To solve this problem you may want also to remove spaces after word you removed so now

"1foo f2oo bar whatever baz2"

would become

"bar whatever "

so it can be split correctly (space at the end is not the problem since split by default removes trailing empty strings in result array).


But instead of doing two iterations (removing words and splitting on string) you can achieve same thing with only one iteration. All you need to do is use opposite approach:instead of focusing on removing wrong elements, lets try to find correct ones.
Correct tokens seem to be words which contains any non-space characters but not digits.

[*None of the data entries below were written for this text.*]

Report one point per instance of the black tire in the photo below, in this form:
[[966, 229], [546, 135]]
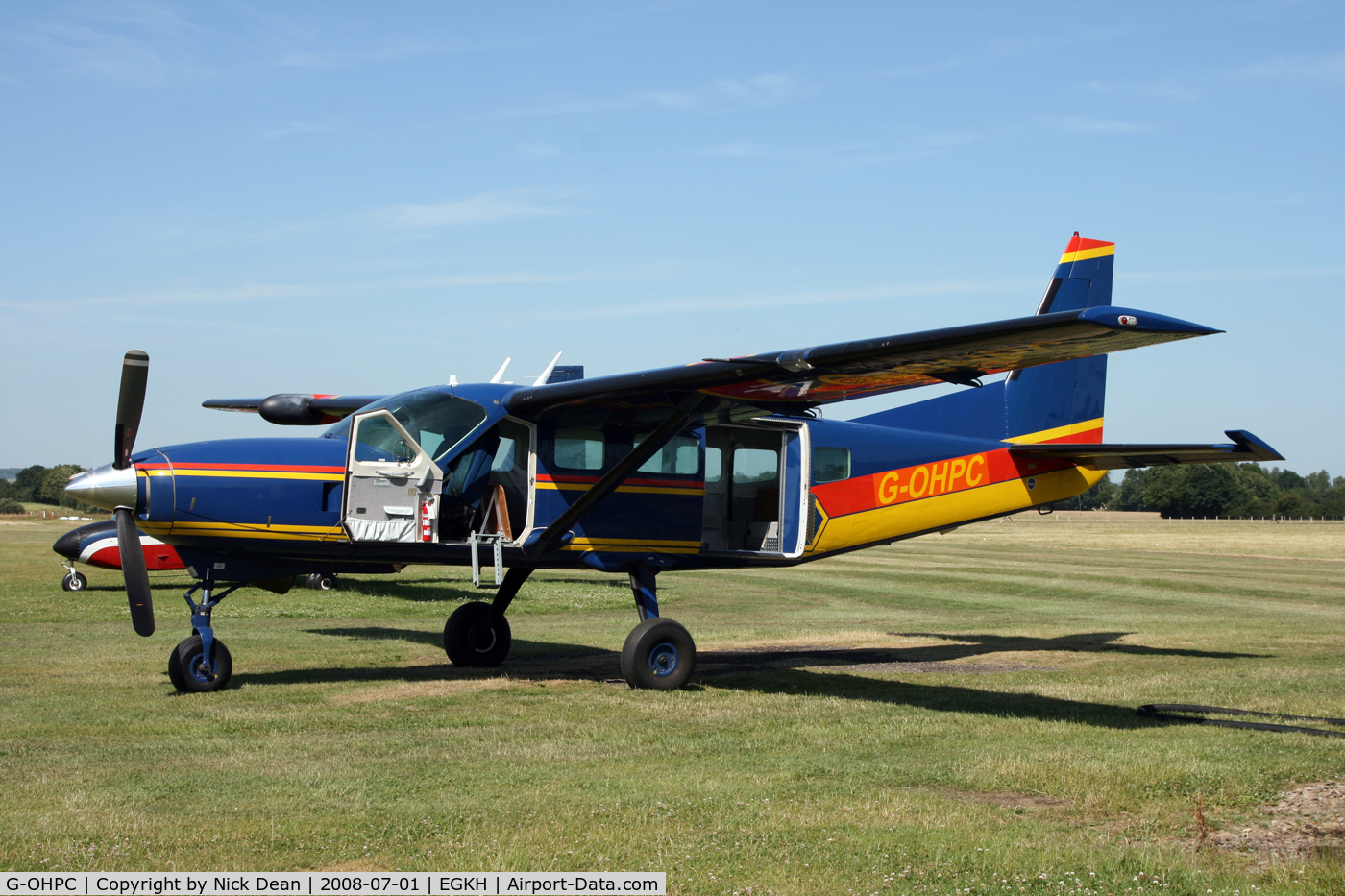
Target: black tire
[[658, 655], [175, 670], [191, 678], [474, 641]]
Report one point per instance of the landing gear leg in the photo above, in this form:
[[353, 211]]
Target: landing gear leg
[[477, 635], [659, 653], [201, 664], [73, 579]]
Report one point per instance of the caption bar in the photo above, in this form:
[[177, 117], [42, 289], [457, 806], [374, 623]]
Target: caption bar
[[333, 883]]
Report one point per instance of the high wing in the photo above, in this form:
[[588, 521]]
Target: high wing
[[800, 378], [296, 409], [1102, 456]]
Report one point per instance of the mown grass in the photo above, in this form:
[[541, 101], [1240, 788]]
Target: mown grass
[[349, 741]]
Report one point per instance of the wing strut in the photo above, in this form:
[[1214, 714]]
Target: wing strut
[[554, 534]]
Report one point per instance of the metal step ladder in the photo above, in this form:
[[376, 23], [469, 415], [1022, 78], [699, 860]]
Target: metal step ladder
[[477, 540]]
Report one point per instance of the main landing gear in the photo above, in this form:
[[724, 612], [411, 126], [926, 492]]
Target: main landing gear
[[659, 654], [201, 664]]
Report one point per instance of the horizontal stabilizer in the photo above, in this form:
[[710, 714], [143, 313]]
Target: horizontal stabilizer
[[1244, 447]]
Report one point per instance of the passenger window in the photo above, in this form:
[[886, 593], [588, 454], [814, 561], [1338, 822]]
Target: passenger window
[[681, 456], [755, 465], [830, 465], [578, 448], [713, 465]]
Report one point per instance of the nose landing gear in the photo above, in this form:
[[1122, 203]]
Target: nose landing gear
[[201, 664]]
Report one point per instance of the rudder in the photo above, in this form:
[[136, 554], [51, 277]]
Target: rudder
[[1053, 402]]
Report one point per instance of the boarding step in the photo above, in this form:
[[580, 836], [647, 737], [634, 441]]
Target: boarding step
[[477, 540]]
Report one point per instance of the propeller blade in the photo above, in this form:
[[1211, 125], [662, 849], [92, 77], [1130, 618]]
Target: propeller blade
[[134, 574], [131, 401]]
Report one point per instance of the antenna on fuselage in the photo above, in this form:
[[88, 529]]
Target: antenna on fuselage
[[541, 381]]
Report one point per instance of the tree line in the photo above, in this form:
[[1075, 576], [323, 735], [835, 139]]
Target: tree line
[[1217, 490], [40, 485]]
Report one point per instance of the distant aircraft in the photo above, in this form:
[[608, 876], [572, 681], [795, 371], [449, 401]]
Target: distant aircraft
[[725, 463]]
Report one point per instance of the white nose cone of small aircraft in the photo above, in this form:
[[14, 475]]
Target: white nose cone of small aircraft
[[105, 487]]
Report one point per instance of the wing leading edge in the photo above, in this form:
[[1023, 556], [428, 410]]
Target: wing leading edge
[[799, 378]]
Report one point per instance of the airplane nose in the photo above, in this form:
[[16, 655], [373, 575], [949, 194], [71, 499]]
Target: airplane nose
[[105, 487], [69, 545]]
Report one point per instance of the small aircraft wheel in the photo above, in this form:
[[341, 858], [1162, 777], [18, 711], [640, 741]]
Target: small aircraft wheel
[[175, 670], [658, 654], [191, 675], [474, 640]]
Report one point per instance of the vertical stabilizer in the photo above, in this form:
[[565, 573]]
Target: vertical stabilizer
[[1053, 402]]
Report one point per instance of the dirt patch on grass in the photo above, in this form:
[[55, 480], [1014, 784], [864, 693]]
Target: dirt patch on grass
[[1307, 822], [942, 666], [417, 689], [1006, 799]]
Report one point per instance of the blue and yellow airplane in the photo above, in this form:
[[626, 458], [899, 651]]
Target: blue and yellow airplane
[[722, 463]]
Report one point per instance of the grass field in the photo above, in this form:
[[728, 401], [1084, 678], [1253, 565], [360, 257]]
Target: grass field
[[951, 714]]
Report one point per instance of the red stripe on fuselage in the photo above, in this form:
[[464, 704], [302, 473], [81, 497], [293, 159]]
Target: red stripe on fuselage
[[930, 480], [245, 467], [658, 483]]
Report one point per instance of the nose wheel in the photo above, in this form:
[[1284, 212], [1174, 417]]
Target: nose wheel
[[191, 674], [202, 664]]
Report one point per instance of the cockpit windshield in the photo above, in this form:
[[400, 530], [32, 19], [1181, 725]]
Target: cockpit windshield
[[439, 422]]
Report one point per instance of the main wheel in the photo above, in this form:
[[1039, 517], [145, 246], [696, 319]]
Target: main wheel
[[191, 675], [474, 640], [658, 654]]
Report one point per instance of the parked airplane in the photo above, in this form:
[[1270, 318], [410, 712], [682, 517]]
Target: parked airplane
[[723, 463]]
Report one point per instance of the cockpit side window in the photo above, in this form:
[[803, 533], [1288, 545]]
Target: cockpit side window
[[436, 420]]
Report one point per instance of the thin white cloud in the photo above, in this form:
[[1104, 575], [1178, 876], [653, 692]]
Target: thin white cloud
[[487, 207], [1331, 64], [1170, 90], [306, 291], [759, 91], [1095, 125]]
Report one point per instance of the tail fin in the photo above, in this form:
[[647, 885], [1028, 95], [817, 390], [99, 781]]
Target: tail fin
[[1053, 402]]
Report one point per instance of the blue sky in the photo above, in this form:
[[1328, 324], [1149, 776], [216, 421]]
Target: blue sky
[[366, 198]]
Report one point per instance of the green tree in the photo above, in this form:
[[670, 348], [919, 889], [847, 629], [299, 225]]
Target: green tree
[[27, 482], [53, 486]]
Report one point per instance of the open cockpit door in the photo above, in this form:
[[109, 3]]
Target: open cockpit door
[[393, 485], [756, 487]]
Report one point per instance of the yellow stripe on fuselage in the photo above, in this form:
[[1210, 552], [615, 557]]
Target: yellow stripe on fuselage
[[244, 530], [1059, 432], [639, 490], [252, 473], [1085, 254], [927, 514]]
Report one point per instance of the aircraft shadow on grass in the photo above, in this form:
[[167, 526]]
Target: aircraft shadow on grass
[[797, 671]]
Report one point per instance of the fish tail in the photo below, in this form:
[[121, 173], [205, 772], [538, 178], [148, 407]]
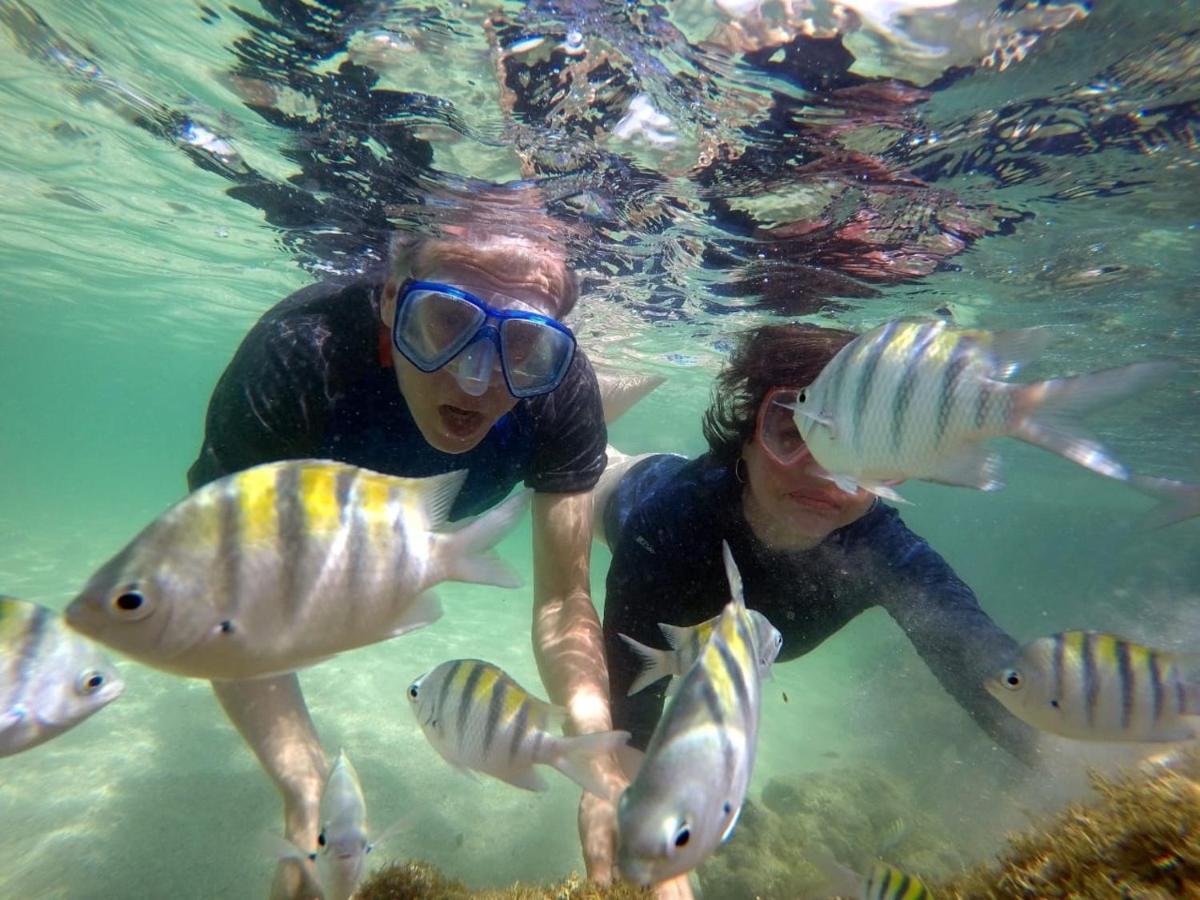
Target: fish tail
[[1049, 414], [466, 552], [655, 665], [577, 754], [1177, 501]]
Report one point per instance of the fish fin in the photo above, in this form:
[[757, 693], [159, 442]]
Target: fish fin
[[1049, 413], [437, 495], [732, 825], [655, 665], [619, 391], [527, 779], [465, 553], [676, 635], [733, 575], [819, 418], [575, 755], [1179, 501], [971, 466], [425, 610], [630, 760], [1018, 347], [886, 491]]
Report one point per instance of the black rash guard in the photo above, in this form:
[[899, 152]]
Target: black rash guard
[[313, 379], [666, 521]]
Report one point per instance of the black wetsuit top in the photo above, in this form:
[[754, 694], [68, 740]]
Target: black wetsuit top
[[313, 378], [670, 515]]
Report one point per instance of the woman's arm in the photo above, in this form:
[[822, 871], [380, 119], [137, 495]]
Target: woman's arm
[[954, 636]]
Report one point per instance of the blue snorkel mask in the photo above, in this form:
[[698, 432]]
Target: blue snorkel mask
[[438, 324]]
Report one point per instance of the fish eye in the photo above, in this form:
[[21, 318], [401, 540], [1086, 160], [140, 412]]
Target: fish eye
[[89, 682], [130, 604], [683, 834]]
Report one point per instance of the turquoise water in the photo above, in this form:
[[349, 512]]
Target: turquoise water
[[131, 276]]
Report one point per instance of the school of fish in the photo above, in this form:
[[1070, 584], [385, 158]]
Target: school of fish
[[287, 564]]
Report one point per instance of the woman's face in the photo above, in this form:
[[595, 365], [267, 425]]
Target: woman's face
[[450, 419], [791, 508]]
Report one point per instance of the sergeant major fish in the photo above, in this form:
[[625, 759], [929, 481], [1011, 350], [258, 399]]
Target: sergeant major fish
[[687, 643], [689, 790], [478, 718], [882, 882], [915, 400], [51, 678], [285, 564], [1095, 687]]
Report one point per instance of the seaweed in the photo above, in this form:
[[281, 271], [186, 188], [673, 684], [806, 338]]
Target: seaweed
[[420, 881], [1140, 838]]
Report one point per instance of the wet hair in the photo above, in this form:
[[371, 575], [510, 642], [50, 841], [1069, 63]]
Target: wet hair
[[765, 358], [504, 232], [510, 261]]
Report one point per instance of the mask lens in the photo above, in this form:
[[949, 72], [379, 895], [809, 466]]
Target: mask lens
[[537, 355], [777, 427], [474, 366], [432, 327]]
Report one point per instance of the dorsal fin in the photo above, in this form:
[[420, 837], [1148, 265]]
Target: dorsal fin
[[733, 575]]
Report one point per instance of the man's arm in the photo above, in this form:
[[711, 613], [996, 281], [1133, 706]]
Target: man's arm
[[954, 636], [568, 645]]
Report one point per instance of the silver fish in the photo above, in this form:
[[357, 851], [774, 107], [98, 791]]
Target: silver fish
[[1096, 687], [687, 796], [480, 719], [688, 642], [343, 845], [916, 400], [51, 678], [286, 564]]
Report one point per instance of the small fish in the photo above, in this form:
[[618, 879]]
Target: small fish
[[1095, 687], [685, 797], [51, 679], [688, 642], [480, 719], [882, 882], [342, 845], [916, 399], [343, 832], [286, 564]]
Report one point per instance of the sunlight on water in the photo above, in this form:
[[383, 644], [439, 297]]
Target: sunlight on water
[[167, 180]]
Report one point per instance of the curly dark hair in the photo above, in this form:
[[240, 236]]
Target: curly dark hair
[[765, 358]]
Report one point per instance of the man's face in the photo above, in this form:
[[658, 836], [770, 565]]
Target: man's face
[[450, 419]]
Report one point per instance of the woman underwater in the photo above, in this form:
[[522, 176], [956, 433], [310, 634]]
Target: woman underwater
[[811, 556]]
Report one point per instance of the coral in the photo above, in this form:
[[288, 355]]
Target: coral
[[855, 814], [1139, 839], [421, 881]]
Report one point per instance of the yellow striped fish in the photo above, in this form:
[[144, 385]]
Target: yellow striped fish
[[51, 679], [915, 399], [687, 643], [480, 719], [285, 564], [886, 882], [1095, 687], [687, 796], [882, 882]]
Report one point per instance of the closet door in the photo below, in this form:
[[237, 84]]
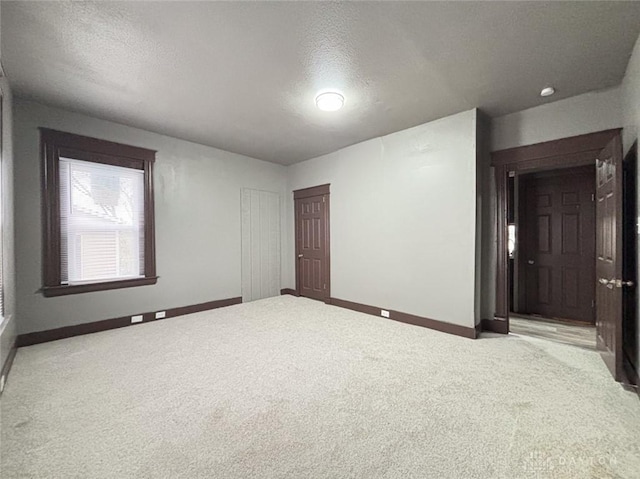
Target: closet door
[[260, 244]]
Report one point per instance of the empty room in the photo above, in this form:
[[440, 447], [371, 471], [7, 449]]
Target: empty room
[[319, 239]]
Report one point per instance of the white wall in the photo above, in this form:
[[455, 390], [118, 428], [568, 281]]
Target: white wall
[[578, 115], [631, 131], [403, 219], [198, 217]]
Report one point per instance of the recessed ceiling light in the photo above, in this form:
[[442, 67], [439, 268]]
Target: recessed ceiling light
[[547, 91], [330, 101]]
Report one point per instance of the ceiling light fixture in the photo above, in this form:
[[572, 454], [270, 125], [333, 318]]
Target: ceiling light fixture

You can regex representing such words with this regex \b[\S&&\D]\b where:

  • \b represents word boundaries,
  • \S any non whitespace character
  • \D any non digit character
  • [\S&&\D] intersection of non-whitespaces and non-digits, in other words non whitespaces which are also non-ditigts

Demo:

String input = "1foo f2oo bar whatever baz2";
Pattern p = Pattern.compile("\\b[\\S&&\\D]+\\b");
Matcher m = p.matcher(input);
while(m.find())
    System.out.println(m.group());

Output:

bar
whatever

BTW to avoid potential problems with potential empty element at start of results you can use Scanner which doesn't return empty element if delimiter is found at start of string. So we can simply set delimiter as series of spaces or words which contains digit. So your code can also look like

Scanner sc = new Scanner(input);
sc.useDelimiter("(\\s|\\w*\\d\\w*)+");
while (sc.hasNext())
    System.out.println(sc.next());
sc.close();